Practical plotting workflow tips

  • Always load the tidyverse (which includes ggplot2) before plotting.
  • Use labs() to add informative titles, axis labels, and captions for reports; include data source in captions.
  • Legend management: legend.position can be adjusted; if too many colors, consider faceting or simplifying the color mapping.
  • When dealing with many categories, reduce dimensionality (e.g., facet by a categorical variable) to aid readability.
  • Be mindful of spelling and case sensitivity in variable names; small typos break code immediately.
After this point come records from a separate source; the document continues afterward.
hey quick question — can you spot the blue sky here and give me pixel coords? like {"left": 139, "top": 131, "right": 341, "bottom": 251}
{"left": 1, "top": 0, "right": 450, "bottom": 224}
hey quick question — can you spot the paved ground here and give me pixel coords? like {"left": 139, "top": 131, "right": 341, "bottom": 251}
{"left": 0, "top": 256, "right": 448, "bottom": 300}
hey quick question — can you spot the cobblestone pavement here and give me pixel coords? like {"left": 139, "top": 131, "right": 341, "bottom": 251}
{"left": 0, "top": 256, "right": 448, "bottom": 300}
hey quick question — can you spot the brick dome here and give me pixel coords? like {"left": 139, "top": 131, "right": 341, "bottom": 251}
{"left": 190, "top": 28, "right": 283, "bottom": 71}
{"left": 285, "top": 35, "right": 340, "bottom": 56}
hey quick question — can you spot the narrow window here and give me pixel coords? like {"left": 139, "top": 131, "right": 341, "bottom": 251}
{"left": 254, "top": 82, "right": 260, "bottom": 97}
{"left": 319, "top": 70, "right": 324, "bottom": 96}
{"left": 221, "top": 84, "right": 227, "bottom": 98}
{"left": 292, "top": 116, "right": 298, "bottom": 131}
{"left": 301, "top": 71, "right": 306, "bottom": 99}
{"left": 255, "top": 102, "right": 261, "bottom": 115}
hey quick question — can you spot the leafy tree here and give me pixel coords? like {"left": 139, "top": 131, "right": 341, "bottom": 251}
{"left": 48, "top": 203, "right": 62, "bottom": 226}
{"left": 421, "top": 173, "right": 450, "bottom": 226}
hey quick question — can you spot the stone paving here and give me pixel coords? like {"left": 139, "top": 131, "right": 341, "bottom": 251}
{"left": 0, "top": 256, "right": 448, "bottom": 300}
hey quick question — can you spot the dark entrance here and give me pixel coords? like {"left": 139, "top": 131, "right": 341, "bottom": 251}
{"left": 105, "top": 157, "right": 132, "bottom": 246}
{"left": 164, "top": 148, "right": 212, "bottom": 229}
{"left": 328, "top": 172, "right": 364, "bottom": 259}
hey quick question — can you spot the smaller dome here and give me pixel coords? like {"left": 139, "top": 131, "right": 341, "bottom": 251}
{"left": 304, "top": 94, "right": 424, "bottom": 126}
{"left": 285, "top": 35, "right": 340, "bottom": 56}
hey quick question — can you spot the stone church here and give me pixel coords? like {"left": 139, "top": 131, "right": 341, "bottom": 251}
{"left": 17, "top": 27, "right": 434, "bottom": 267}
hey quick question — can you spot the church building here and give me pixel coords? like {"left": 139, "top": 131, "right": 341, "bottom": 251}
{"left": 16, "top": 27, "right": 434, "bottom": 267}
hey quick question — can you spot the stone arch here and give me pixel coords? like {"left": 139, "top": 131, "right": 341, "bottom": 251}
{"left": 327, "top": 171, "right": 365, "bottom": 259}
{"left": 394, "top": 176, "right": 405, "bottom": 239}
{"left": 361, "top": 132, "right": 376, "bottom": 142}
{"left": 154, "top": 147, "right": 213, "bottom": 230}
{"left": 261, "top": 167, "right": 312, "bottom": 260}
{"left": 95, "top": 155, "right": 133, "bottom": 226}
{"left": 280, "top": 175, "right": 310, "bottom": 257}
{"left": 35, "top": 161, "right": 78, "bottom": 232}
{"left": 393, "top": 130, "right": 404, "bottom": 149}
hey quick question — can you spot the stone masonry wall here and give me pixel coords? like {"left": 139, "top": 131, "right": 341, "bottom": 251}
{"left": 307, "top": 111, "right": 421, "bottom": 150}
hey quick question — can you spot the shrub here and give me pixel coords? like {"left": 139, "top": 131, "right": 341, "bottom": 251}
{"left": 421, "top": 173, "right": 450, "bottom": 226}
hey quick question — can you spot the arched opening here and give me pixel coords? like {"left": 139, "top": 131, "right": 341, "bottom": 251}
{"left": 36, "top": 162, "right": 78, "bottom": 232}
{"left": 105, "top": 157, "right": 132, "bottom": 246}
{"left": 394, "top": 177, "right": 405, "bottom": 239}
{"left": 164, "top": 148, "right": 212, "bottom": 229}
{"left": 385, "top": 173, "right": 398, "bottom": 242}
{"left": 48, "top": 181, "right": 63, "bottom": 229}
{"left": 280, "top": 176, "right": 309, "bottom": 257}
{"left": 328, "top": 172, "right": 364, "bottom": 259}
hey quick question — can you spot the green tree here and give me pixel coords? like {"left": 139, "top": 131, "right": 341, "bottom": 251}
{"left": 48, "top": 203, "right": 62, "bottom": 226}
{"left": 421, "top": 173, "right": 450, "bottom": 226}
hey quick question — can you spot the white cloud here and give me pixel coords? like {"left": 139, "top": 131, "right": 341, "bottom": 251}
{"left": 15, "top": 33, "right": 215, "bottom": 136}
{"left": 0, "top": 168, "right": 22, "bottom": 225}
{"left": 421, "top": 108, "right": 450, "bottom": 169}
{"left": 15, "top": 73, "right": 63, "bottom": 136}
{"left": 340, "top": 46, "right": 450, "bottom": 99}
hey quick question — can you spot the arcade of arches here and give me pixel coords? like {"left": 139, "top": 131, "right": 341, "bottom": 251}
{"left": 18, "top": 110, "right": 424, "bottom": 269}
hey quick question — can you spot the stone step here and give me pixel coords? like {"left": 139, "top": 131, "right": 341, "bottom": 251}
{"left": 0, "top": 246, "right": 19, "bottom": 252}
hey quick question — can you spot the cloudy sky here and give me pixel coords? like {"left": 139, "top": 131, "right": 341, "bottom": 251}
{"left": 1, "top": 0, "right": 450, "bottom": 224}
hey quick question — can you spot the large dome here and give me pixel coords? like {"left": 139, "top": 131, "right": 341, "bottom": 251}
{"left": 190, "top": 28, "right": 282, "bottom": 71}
Common pitfalls and exam-ready ideas

  • Exploratory vs explanatory plots: exploratory plots can be rough, explanatory plots should have readable labels and clear takeaways.
  • Copy and adapt: reuse provided code rather than trying to memorize new constructs; this reduces errors.
  • If a plot looks too crowded (overplotting), switch to faceting or tuning the color/size mapping.
  • When composing plots, you can build intermediate objects (p1) and then extend them rather than re-creating from scratch.

Homework and resources

  • Refer to the textbook code and ClassScripts for bar plots, histograms, and ggplot patterns.
  • KC4 resources (Doctor Scott’s histograms and other lessons) are useful for practice and code templates.
  • Cheat sheets are recommended in class for quick lookup of geoms and common mappings.

Quick recall prompts

  • What does aes(x, y) map in a scatter plot?
  • How do you create small multiples for a categorical variable?
  • When should you use position = "fill" in a bar plot?
  • How do you store a ggplot in a variable and reuse it with additional layers?
  • Why is it often better to facet than to use many colors for subgroups in a crowded plot?